Spencer Foundation Grant Awarded to Professor Ryan Knowles to Investigate Teachers’ Literature Choices in Social Studies Education

Child in elementary classroom at Edith Bowen Laboratory School
Ryan Knowles, associate professor in the Department of Teacher Education and Leadership (TEAL) in the Emma Eccles Jones College of Education and Human Services at Utah State University, was recently awarded a research grant from the renowned Spencer Foundation, a private organization that funds research initiatives that investigate ways to improve education and promote student success. The funding will enable Knowles and his team to quantitatively examine the decisions elementary school teachers are making about social studies curriculum and what factors might be driving their decisions.

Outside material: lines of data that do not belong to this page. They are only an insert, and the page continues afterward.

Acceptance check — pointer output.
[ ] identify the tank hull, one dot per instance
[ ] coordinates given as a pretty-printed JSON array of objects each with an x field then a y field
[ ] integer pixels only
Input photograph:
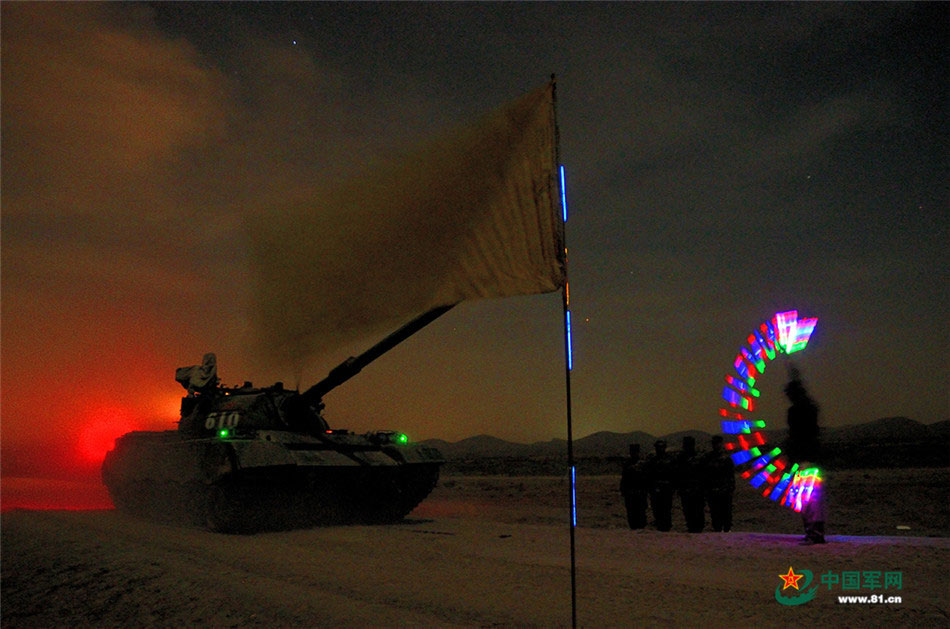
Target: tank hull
[{"x": 271, "y": 480}]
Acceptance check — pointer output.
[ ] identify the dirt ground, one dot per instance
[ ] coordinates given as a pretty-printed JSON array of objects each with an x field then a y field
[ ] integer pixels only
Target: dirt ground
[{"x": 480, "y": 552}]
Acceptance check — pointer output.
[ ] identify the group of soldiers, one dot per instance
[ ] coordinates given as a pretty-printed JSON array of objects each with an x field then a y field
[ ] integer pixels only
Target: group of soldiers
[{"x": 698, "y": 479}]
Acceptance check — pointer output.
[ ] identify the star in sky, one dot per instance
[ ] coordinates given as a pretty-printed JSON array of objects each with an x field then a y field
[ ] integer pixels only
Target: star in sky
[{"x": 791, "y": 579}]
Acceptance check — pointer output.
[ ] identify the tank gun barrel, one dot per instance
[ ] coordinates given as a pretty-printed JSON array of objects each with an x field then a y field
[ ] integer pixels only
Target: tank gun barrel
[{"x": 354, "y": 364}]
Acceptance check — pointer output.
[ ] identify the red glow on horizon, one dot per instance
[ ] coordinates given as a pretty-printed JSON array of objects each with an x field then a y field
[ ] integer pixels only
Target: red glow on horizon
[{"x": 99, "y": 430}]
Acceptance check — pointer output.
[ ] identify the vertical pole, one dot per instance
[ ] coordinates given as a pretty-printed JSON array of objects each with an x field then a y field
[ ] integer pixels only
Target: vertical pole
[{"x": 568, "y": 355}]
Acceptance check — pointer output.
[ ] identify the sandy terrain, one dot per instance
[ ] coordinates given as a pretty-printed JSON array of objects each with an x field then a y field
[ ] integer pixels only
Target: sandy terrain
[{"x": 481, "y": 551}]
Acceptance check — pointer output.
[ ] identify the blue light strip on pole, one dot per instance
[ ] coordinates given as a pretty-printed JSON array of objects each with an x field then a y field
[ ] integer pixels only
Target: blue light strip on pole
[
  {"x": 563, "y": 196},
  {"x": 574, "y": 496},
  {"x": 570, "y": 350}
]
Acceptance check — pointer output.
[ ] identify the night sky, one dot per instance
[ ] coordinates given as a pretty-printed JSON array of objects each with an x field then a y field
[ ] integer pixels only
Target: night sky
[{"x": 724, "y": 161}]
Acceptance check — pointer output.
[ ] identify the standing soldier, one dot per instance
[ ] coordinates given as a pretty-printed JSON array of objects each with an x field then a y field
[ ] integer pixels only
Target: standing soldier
[
  {"x": 720, "y": 486},
  {"x": 661, "y": 472},
  {"x": 803, "y": 448},
  {"x": 690, "y": 486},
  {"x": 633, "y": 486}
]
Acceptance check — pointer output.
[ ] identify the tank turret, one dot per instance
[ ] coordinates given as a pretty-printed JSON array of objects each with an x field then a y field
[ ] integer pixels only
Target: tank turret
[{"x": 245, "y": 459}]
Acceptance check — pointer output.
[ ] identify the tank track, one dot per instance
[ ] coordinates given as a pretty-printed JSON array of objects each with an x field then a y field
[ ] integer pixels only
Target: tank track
[{"x": 270, "y": 499}]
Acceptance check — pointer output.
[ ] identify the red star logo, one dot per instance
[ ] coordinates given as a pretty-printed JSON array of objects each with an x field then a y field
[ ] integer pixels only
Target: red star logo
[{"x": 791, "y": 579}]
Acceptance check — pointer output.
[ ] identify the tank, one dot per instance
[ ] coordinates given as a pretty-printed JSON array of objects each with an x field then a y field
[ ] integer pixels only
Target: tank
[{"x": 247, "y": 459}]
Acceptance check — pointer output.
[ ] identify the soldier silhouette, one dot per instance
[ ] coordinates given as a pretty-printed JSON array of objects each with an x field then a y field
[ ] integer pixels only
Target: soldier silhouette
[
  {"x": 634, "y": 488},
  {"x": 803, "y": 448},
  {"x": 661, "y": 473},
  {"x": 720, "y": 485},
  {"x": 690, "y": 486}
]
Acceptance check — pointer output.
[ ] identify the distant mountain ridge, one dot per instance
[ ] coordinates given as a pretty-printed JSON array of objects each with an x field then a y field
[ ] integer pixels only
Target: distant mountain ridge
[{"x": 870, "y": 436}]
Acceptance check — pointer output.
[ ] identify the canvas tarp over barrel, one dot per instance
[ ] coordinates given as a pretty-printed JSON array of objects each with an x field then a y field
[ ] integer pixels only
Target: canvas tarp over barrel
[{"x": 473, "y": 214}]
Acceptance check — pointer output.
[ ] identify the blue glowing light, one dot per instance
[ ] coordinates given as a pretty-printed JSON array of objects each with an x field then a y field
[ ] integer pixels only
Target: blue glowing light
[
  {"x": 735, "y": 428},
  {"x": 574, "y": 496},
  {"x": 570, "y": 351},
  {"x": 563, "y": 196}
]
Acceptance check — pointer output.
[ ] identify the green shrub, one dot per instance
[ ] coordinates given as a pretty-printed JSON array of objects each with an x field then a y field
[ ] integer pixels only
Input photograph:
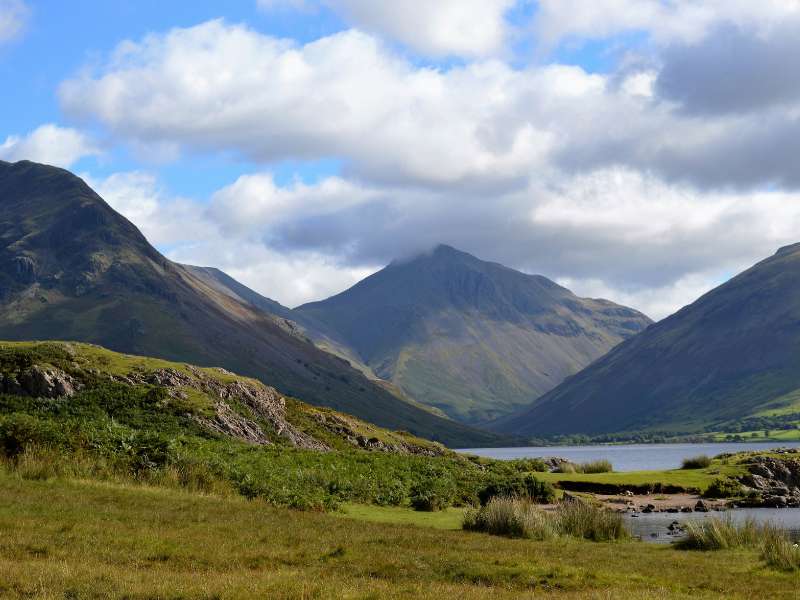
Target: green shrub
[
  {"x": 723, "y": 487},
  {"x": 722, "y": 533},
  {"x": 519, "y": 517},
  {"x": 780, "y": 552},
  {"x": 432, "y": 495},
  {"x": 526, "y": 486},
  {"x": 565, "y": 467},
  {"x": 696, "y": 462}
]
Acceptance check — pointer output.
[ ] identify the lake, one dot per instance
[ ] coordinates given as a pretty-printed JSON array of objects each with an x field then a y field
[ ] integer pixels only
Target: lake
[
  {"x": 653, "y": 527},
  {"x": 628, "y": 457}
]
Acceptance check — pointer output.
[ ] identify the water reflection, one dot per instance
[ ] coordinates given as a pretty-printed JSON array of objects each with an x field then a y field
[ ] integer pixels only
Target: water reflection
[
  {"x": 654, "y": 527},
  {"x": 629, "y": 457}
]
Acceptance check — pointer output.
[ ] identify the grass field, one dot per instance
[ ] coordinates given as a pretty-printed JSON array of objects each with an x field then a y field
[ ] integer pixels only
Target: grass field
[{"x": 81, "y": 539}]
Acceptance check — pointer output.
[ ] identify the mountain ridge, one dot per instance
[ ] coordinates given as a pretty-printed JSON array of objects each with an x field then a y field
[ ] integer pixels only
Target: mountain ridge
[
  {"x": 72, "y": 268},
  {"x": 729, "y": 355},
  {"x": 471, "y": 338}
]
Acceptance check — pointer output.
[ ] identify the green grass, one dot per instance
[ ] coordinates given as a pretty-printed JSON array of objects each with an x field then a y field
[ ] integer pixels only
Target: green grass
[
  {"x": 82, "y": 539},
  {"x": 118, "y": 430},
  {"x": 519, "y": 517},
  {"x": 450, "y": 518},
  {"x": 696, "y": 462}
]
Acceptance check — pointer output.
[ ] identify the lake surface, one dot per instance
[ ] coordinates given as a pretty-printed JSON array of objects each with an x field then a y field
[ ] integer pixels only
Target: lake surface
[
  {"x": 629, "y": 457},
  {"x": 653, "y": 527}
]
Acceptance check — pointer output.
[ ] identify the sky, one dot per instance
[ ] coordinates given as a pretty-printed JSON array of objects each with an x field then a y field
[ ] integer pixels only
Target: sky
[{"x": 643, "y": 151}]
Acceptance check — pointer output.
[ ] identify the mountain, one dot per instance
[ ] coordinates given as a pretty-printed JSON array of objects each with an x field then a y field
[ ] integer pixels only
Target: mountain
[
  {"x": 71, "y": 268},
  {"x": 732, "y": 354},
  {"x": 474, "y": 339}
]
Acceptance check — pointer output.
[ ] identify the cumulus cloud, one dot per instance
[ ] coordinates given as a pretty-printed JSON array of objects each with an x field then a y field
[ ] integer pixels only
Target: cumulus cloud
[
  {"x": 219, "y": 86},
  {"x": 168, "y": 222},
  {"x": 734, "y": 70},
  {"x": 616, "y": 234},
  {"x": 51, "y": 144},
  {"x": 648, "y": 185},
  {"x": 686, "y": 21},
  {"x": 466, "y": 28},
  {"x": 13, "y": 16}
]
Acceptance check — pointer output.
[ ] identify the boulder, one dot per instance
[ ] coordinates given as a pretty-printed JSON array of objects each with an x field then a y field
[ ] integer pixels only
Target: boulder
[{"x": 42, "y": 382}]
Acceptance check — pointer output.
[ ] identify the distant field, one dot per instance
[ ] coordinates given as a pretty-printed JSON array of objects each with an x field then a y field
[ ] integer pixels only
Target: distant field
[
  {"x": 687, "y": 478},
  {"x": 79, "y": 539}
]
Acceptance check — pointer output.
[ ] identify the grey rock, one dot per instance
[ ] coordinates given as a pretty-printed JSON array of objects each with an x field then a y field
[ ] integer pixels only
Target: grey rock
[{"x": 41, "y": 382}]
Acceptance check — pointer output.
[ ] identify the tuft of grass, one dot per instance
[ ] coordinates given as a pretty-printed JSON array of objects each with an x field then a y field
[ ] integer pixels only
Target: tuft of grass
[
  {"x": 521, "y": 518},
  {"x": 587, "y": 521},
  {"x": 696, "y": 462},
  {"x": 590, "y": 467},
  {"x": 777, "y": 549},
  {"x": 596, "y": 466},
  {"x": 781, "y": 553},
  {"x": 724, "y": 534}
]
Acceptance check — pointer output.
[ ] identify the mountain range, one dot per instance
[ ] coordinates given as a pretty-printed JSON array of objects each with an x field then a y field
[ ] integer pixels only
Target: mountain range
[
  {"x": 471, "y": 338},
  {"x": 733, "y": 354},
  {"x": 71, "y": 268}
]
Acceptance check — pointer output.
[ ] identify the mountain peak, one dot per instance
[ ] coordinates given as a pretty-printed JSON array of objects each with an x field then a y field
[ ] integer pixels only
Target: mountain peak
[{"x": 468, "y": 337}]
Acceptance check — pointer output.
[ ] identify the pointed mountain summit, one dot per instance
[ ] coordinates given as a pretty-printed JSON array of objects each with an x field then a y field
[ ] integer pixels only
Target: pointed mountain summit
[
  {"x": 732, "y": 355},
  {"x": 471, "y": 338},
  {"x": 71, "y": 268}
]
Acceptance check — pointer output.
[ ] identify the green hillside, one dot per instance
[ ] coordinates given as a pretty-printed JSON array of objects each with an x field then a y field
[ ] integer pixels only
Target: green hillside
[
  {"x": 73, "y": 268},
  {"x": 80, "y": 410}
]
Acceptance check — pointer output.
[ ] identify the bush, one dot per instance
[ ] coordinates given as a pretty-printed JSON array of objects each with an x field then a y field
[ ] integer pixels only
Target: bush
[
  {"x": 432, "y": 495},
  {"x": 512, "y": 517},
  {"x": 722, "y": 487},
  {"x": 696, "y": 462},
  {"x": 583, "y": 520},
  {"x": 722, "y": 533},
  {"x": 527, "y": 487},
  {"x": 519, "y": 517},
  {"x": 565, "y": 467},
  {"x": 596, "y": 466},
  {"x": 781, "y": 553}
]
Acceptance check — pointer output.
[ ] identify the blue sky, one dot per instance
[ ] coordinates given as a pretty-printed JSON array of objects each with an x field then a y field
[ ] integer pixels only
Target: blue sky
[{"x": 599, "y": 143}]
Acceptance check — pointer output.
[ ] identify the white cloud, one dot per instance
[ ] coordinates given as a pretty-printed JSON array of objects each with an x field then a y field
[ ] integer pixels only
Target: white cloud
[
  {"x": 13, "y": 16},
  {"x": 168, "y": 222},
  {"x": 601, "y": 181},
  {"x": 678, "y": 20},
  {"x": 50, "y": 144},
  {"x": 227, "y": 235},
  {"x": 466, "y": 28},
  {"x": 616, "y": 234},
  {"x": 219, "y": 86},
  {"x": 445, "y": 27}
]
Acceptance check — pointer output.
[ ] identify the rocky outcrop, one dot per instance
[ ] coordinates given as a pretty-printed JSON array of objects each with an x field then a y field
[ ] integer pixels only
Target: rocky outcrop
[
  {"x": 39, "y": 382},
  {"x": 264, "y": 404},
  {"x": 773, "y": 481}
]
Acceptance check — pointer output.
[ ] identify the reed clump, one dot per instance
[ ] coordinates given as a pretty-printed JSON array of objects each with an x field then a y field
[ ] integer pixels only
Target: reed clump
[
  {"x": 777, "y": 549},
  {"x": 521, "y": 518}
]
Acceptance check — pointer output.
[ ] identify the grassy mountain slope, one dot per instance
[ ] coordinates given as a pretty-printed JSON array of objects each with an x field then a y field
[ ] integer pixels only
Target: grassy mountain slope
[
  {"x": 733, "y": 353},
  {"x": 73, "y": 268},
  {"x": 474, "y": 339},
  {"x": 79, "y": 410}
]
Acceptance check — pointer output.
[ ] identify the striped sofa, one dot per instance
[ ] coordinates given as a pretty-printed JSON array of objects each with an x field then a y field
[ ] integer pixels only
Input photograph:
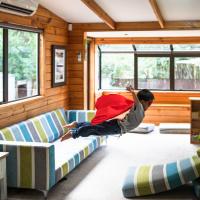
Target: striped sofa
[
  {"x": 37, "y": 158},
  {"x": 151, "y": 179}
]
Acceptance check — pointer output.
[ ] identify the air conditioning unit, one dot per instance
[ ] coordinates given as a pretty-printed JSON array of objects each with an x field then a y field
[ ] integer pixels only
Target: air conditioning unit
[{"x": 19, "y": 7}]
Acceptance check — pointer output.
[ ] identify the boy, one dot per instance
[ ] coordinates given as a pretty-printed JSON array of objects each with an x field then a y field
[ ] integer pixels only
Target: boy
[{"x": 133, "y": 118}]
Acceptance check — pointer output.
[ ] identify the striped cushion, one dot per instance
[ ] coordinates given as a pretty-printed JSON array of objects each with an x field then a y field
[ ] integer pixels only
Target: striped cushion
[
  {"x": 147, "y": 179},
  {"x": 43, "y": 128},
  {"x": 81, "y": 150},
  {"x": 80, "y": 115}
]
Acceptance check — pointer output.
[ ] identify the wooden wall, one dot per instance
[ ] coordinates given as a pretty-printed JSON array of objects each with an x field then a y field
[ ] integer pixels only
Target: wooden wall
[
  {"x": 54, "y": 33},
  {"x": 76, "y": 69}
]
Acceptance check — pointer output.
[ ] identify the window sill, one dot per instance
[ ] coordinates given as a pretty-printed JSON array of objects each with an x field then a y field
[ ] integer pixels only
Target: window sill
[{"x": 23, "y": 101}]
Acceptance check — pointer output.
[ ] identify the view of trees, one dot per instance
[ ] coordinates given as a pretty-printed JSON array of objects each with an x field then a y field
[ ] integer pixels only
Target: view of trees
[
  {"x": 22, "y": 63},
  {"x": 117, "y": 69},
  {"x": 22, "y": 54}
]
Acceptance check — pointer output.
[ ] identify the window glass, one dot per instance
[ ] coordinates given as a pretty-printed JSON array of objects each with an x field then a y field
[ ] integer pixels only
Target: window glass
[
  {"x": 152, "y": 47},
  {"x": 117, "y": 70},
  {"x": 187, "y": 73},
  {"x": 1, "y": 64},
  {"x": 22, "y": 64},
  {"x": 186, "y": 47},
  {"x": 153, "y": 73}
]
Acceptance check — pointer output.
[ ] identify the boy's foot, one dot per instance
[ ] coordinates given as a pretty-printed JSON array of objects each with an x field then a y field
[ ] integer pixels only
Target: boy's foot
[
  {"x": 66, "y": 136},
  {"x": 71, "y": 125}
]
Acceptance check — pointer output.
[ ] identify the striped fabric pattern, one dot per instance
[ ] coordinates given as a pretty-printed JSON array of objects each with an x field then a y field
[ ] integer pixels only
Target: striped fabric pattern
[
  {"x": 43, "y": 128},
  {"x": 78, "y": 157},
  {"x": 32, "y": 149},
  {"x": 148, "y": 179},
  {"x": 80, "y": 115},
  {"x": 30, "y": 166}
]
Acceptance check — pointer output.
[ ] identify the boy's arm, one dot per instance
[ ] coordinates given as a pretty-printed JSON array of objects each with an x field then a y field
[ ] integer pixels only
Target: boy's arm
[{"x": 131, "y": 89}]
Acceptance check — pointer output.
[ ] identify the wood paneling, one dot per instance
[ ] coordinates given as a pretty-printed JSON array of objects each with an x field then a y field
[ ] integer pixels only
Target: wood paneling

Knowles’s research at USU focuses on social studies and civics education with an emphasis on large quantitative studies. “I am interested in how schools prepare students to participate in social and political life, to understand how government works, and also how we talk about political differences across ideologies,” he says.
Knowles will collaborate on this project with assistant professors Amanda Deliman and Rachel Turner, colleagues in TEAL and co-PIs who are similarly focused on social studies education. Deliman and Turner will provide expertise on curriculum and literature, while Knowles, who also teaches graduate-level statistics at USU, will provide statistical analysis, a major component of the project.
The impetus for the study is rooted in the consequences of federal education programs such as No Child Left Behind during the Bush administration and Race to the Top under the Obama administration. In the past 25 years, the nation’s schools have seen a major decline in teacher autonomy that has impacted social studies and civics education in the elementary classroom. Knowles attributes this decline to the increased pressure on educators to excel in standardized testing.

Professor Ryan Knowles
“With the emphasis on standardized testing and accountability, the standardized test makers and curriculum developers are driving curriculum,” explains Knowles. “Because teachers have to teach what the students are going to be tested on, they don’t have time to teach social studies because it’s not on the tests.”
Creative techniques, such as using children’s books to integrate social studies into time carved out for reading, enable teachers to focus on social studies topics without dedicating specific time for it. “One of the reasons we want to focus on children’s literature in the study is because that’s become the fallback for teaching social studies,” Knowles explains.
“Using children’s literature in early education has a profound impact on children’s cognitive and emotional development,” adds Amanda Deliman, children’s literature expert in TEAL. “By reading stories that reflect various cultures, experiences, and challenges, children learn to relate to others, cultivating a sense of community and social responsibility.”
The study will be a voluntary five-minute survey of approximately 25 questions that will be emailed to a variety of elementary school teachers across the country. A few questions will gather teachers’ demographic information such as their race, the grade they teach, and even the political party they identify with. There will also be some questions about what affects the teacher’s curriculum decisions. The bulk of the survey will list 15 to 20 books, along with brief summaries, and an option for participants to select whether they would choose each book for their classrooms.
“We’re trying to focus on a lot of different topics and themes around social studies,” says Knowles. “Some of them are about community engagement like how to make a difference in the community and taking care of the environment. Other topics focus on the Civil Rights era and on contemporary issues like Black Lives Matter. We’re addressing these bigger issues of our time but then hitting them in different ways—more historical or more contemporary—and then trying to see what books teachers are willing to use in their classrooms.”
The study will gather and analyze teacher data that could number well into the tens of thousands. It will encompass as many teachers as possible, conditional only on which states will grant the investigators access to comprehensive email lists of elementary school teachers. Knowles anticipates a response rate of between 10 and 20 percent, depending on the quality of the email lists they receive from the states, and he hopes that at least 20 states will give them access to their lists.
Knowles is particularly interested in learning whether the teachers’ decisions are influenced by controversial state laws. “We’re interested in testing whether the state laws strengthen or weaken those influences—if it makes rural teachers less likely to teach certain books and urban teachers more likely to teach certain books,” he says. “I think we’ll pick up teachers’ perceptions of the strength of a particular law or movement in the state.”
Considering the potential impact of this research project and others like it, Knowles says, “There are different ways to impact policy decisions, and I think academic research is playing a role by having a voice and making an argument in the larger discussion. If I’m going to trust anyone in this process,” he continues, “it’s going to be the teachers. They have to navigate all the different factors that influence how and what they teach. I’m hopeful this study will highlight that and give some context about how they’re navigating it so future education programs, state boards of education, and standards writers will understand how to support teachers where they need it most.”
“We are truly honored to receive the Spencer Foundation grant,” adds Deliman. “We hope to uncover insight into how teachers effectively incorporate literature that reflects diverse perspectives in ways that deepen empathy and understanding in school children.”